On its self-titled sophomore album, New York City’s Caveman opens with a gentle, polished harmony called “Strange To Suffer,” and it hints at a bigger and more ambitious sound than any found on the band’s debut LP, CoCo Beware. This latest work is the group’s first recording with a label in place, as the debut was originally put out on its own imprint before getting picked up by Fat Possum. With the label in tow, the quintet entered into a more sufficient Brooklyn studio with bits and pieces of songs that were born from a band retreat to a New Hampshire barn attic belonging to guitarist Jimmy Carbonetti’s grandmother.

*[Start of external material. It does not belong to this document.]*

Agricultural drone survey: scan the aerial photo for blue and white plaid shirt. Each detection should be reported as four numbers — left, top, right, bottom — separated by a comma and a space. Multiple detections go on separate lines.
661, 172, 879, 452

Once again featuring producer, and French Kicks member, Nick Stumpf, Caveman boasts a cohesive, contemplative mood throughout its 12 tracks of lush indie pop built from wistful melodies backed by textural guitars, tribal-like percussion and drifting synth lines.

Early on, the album makes a statement with the powerful, electro-pop track “In The City,” which has singer Matthew Iwanusa calling out in a yearning, expressive tone. Sam Hopkins’s beaming synths lend a bright, impacting energy to the song, and the crooning vocals are comparable to the lush, romantic elements that made M83’s “Midnight City” such a monstrous hit. It’s followed by “Shut You Down,” which is a subdued, slow-burning track, more in line with CoCo Beware standouts like “Old Friend” and “Great Life.” Still though, there is a difference in how the polyphonic vocals interconnect in the mix. Rather than separate tracks of voices, here they blend together, creating a melancholic atmosphere.
Lyrically, what sticks out about Caveman is the introspective accounts that find Iwanusa battling those who stand in the way of change. “Where’s The Time” opens with him calling out to nature in a very Robin Pecknold way and asking the embittered question, “Where is the time to waste on someone else’s life?” As the song develops, the contemplation is nudged along by deep, rhythmic thuds on the toms by drummer Stefan Marolachakis. Similarly, on “Prices,” amidst shimmering strokes of the guitar and a particularly thick line from bassist Jeff Berrall, the singer declares he “won’t waste my time on you.” Whether it’s a nasty breakup, tragic loss or aspirations for something bigger, the words suggest that change has no place for anything that attempts to negatively occupy the limited time we have. As the closing track reprises the harmony from “Strange To Suffer,” it bookends the album with the same wondering with which it began. Despite whatever achievements we make in overcoming different hardships, each new one that’s encountered is every bit as strange and uncomfortable.
Although it meanders for periods, Caveman’s self-titled is a well-crafted collection of songs that feels assured of itself and captures a consistent temperament of joyful exploration. Using a variety of instruments to build layers of eclectic sounds on each track, the band brings you into its clubhouse with ease. Once you’re inside, the camaraderie of these long-tenured friends that was solidified in that attic barn shines through.